Александр Иванович непроизвольно бросил кверху свой взор: к окошку на пятом чердачном этажике; и в окошке был свет: было видно, что какая-то угловатая тень беспокойно слонялась в окошке. Миг, – и он беспокойно в кармане нащупал свой комнатный ключик: был ключик с ним. Кто же там очутился в запертой его комнате?…

Может быть – обыск? О, если бы только обыск: он влетел бы на обыск, как счастливейший человек; пусть его заберут и упрячут, хотя б… в Петропавловку. Те, кто спрячет его в Петропавловку, все же хоть люди – во всяком случае, не они.

– «Это вас они ищут…»

Александр Иванович перевел дыхание и дал себе заранее слово не ужасаться чрезмерно, потому что события, какие с ним теперь могли совершиться, – одна только праздная, мозговая игра.

Александр Иванович вошел в черный ход.

Мертвый луч падал в окошко

Так, так, так: там стояли они; так же стояли они при последнем ночном возвращении. И они его ждали. Кто они были, этого сказать положительно было нельзя: два очертания. Мертвый луч падал в окошко с третьего этажа; белесовато ложился на серых ступенях.

И в совершеннейшей темноте белесоватые пятна лежали так ужасно спокойно – бестрепетно.

В белесоватое, вот это, пятно вступали лестничные перила; у перил же стояли они: два очертания; пропустили Александра Ивановича, стоя справа и слева от него; так же они пропустили Александра Ивановича и тогда; ничего не сказали, не шевельнулись, не дрогнули; чувствовался лишь чей-то дурной из темноты на него прищуренный, не моргающий глаз.

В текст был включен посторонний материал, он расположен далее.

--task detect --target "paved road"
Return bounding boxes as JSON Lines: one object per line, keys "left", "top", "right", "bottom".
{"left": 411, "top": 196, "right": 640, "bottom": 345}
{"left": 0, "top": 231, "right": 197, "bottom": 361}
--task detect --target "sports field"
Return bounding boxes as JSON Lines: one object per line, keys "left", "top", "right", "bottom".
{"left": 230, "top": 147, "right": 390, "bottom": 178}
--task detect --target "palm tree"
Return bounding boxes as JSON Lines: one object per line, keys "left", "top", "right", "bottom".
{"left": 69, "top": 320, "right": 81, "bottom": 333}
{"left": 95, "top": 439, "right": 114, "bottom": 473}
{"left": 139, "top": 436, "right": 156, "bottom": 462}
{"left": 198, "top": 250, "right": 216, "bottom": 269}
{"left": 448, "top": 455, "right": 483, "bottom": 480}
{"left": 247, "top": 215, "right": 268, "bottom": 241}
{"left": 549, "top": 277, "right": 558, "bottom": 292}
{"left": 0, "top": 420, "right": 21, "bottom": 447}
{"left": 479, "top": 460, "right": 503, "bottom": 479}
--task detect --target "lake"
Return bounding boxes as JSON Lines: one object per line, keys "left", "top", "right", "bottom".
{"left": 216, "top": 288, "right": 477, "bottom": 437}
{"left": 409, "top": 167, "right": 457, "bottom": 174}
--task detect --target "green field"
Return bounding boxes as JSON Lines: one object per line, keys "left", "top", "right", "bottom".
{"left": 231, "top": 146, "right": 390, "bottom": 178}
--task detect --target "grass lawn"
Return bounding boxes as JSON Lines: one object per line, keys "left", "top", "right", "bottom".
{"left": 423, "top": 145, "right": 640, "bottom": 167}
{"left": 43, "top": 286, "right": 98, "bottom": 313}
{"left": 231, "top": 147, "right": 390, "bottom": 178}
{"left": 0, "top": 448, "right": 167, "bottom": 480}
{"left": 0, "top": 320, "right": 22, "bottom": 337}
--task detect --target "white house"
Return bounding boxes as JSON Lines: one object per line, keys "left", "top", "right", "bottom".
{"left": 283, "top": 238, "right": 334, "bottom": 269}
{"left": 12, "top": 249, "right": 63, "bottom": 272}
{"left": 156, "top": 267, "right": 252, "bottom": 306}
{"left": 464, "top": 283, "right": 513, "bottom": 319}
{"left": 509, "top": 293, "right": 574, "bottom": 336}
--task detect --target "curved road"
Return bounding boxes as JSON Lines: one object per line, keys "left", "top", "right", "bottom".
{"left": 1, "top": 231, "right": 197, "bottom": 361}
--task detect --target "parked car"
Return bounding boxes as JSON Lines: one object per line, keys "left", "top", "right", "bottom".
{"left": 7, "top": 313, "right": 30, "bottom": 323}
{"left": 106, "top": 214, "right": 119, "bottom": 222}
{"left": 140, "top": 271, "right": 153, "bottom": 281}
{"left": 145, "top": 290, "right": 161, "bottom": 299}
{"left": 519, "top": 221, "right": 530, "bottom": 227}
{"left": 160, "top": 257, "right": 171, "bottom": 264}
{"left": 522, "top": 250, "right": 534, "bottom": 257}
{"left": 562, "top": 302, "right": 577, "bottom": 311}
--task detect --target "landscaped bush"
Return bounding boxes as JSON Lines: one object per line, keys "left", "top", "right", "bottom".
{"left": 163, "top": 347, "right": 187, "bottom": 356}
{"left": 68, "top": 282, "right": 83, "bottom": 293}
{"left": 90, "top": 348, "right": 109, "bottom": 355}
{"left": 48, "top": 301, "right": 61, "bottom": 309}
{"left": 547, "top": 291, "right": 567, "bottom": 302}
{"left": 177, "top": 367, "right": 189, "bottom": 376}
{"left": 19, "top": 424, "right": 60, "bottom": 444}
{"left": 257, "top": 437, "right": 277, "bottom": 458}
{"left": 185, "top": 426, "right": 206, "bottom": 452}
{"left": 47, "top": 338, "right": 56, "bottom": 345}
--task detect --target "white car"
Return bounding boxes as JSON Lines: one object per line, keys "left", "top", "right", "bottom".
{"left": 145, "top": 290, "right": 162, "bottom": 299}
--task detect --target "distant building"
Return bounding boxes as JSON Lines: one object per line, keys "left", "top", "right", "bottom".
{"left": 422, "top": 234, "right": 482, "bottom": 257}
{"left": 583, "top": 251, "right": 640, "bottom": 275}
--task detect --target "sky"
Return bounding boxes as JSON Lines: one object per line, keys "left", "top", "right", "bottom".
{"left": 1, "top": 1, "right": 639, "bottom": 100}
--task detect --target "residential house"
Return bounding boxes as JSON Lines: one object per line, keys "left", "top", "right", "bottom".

Не приблизиться ль к ним, не зашептать ли им на уши в памяти восставшее из сна заклинание?

– «Енфраншиш, енфраншиш!…»

Каково только вот вступать под упорным их взглядом в белесоватое это пятно: быть освещенным луною, чувствуя по обе стороны зоркий взгляд наблюдателя; далее – каково ощутить наблюдателей черной лестницы у себя за спиной, ежесекундно на все готовых; каково не ускорить шага и хладнокровно покашливать?

Ибо стоило Александру Ивановичу быстро-быстро вдруг кинуться вверх по лестничным ступеням, как за ним бы кинулись следом и наблюдатели.

Тут белесоватые пятна стали серыми пятнами и потом гармонично затаяли; и растаяли вовсе в совершеннейшей темноте (видно черное облако набежало на месяц).

Александр Иванович спокойно вошел в перед тем белевшее место, так что глаз он не видел, заключая отсюда, что и его глаза не увидели (бедный, он тешился тщетною мыслью, что невидимый проскользнет он к себе на чердак). Александр Иванович не ускорил шага, и даже – стал пощипывать усик; и…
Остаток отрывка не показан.